The normal meaning of the word “ideal” is simply a goal, an aim. If you tell someone that it would be “ideal” if he did XYZ, he will realize that you really want him to do these things, but that doing all of them is not absolutely necessary.
Now, the Divine Law is necessary. The negative moral precepts bind always and everywhere, such that to violate a negative moral precept is always a grave evil. Period.
Hence, the Divine Law is not a mere “ideal”. It is not a mere goal, to which it is best that we live up to it, but the adequate doing of which is not absolutely necessary for salvation.
To the contrary: The adequate adherence to the Divine Law in the form of doing what one is commanded positively to do when the circumstances allow and avoiding what one is commanded never to do is necessary for salvation.
Therefore, to present the Law of God as an “ideal” is to confuse this very important teaching, which is the faith of the Church. Why would one want to present the Law as but an “ideal”? Because, perhaps, one does not think that God offers sufficient grace to every free actor? But that thought, too, is contrary to the faith of the Church. And if one despairs of this over oneself, one is doing just that despairing.
But we should not be afraid. Not be fearful. Not read our faith in fear that God is not our Shepherd, does not care for us and supply for us. Not us not understand God’s mercy as his “not judging us because he never supplied for us.” That would be doubly desperate and doubly false. He does supply and he does judge. He judges us according to our works.
Let us listen to words that truly are full of hope, words that don’t cast us down in spirit, words that don’t console us with a false understanding of mercy and judgment but that indicate the truth of God’s mercy: God’s mercy enables true obedience.

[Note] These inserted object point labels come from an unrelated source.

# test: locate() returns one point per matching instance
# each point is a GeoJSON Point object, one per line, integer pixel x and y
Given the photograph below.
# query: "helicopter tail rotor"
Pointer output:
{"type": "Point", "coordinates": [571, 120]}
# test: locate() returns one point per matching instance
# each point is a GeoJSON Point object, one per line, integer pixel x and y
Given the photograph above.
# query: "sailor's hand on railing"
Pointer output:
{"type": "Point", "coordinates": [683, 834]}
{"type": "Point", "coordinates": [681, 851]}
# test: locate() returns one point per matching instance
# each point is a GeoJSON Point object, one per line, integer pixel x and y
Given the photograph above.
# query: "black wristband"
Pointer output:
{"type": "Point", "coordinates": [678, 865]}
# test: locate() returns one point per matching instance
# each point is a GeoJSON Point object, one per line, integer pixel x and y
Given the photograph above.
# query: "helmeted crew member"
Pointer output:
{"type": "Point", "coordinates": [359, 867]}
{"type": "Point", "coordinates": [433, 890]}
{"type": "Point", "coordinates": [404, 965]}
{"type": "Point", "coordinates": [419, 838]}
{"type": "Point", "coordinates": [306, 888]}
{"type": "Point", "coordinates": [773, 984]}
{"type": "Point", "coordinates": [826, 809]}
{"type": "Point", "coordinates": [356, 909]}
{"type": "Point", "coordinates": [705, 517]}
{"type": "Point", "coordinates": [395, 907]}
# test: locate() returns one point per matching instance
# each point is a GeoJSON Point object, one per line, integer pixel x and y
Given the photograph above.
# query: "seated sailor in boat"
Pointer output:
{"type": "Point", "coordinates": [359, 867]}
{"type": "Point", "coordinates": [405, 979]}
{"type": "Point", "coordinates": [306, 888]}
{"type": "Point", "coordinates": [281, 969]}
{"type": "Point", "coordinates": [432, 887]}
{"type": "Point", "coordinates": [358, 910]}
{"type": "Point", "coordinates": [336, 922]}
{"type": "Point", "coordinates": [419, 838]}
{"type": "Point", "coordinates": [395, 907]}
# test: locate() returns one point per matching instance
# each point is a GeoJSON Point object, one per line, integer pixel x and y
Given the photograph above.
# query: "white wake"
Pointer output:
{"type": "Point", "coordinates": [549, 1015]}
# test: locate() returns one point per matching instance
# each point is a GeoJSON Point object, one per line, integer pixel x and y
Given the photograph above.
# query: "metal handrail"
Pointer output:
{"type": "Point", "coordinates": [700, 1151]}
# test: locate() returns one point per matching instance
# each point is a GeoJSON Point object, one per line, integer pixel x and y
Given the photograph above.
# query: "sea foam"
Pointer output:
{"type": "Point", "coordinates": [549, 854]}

Let us listen to John Paul II, Veritatis splendor, art. 103:
“It would be a very serious error to conclude… that the Church’s teaching is essentially only an “ideal” which must then be adapted, proportioned, graduated to the so-called concrete possibilities of man, according to a “balancing of the goods in question”. But what are the “concrete possibilities of man”? And of which man are we speaking? Of man dominated by lust or of man redeemed by Christ? This is what is at stake: thereality of Christ’s redemption. Christ has redeemed us! This means that he has given us the possibility of realizing the entire truth of our being; he has set our freedom free from the domination of concupiscence. And if redeemed man still sins, this is not due to an imperfection of Christ’s redemptive act, but to man’s will not to avail himself of the grace which flows from that act. God’s command is of course proportioned to man’s capabilities; but to the capabilities of the man to whom the Holy Spirit has been given; of the man who, though he has fallen into sin, can always obtain pardon and enjoy the presence of the Holy Spirit”.
These are words that bind us, words that bind Catholics magisterially. These are words consonant with Sacred traditions and with the Holy Scriptures.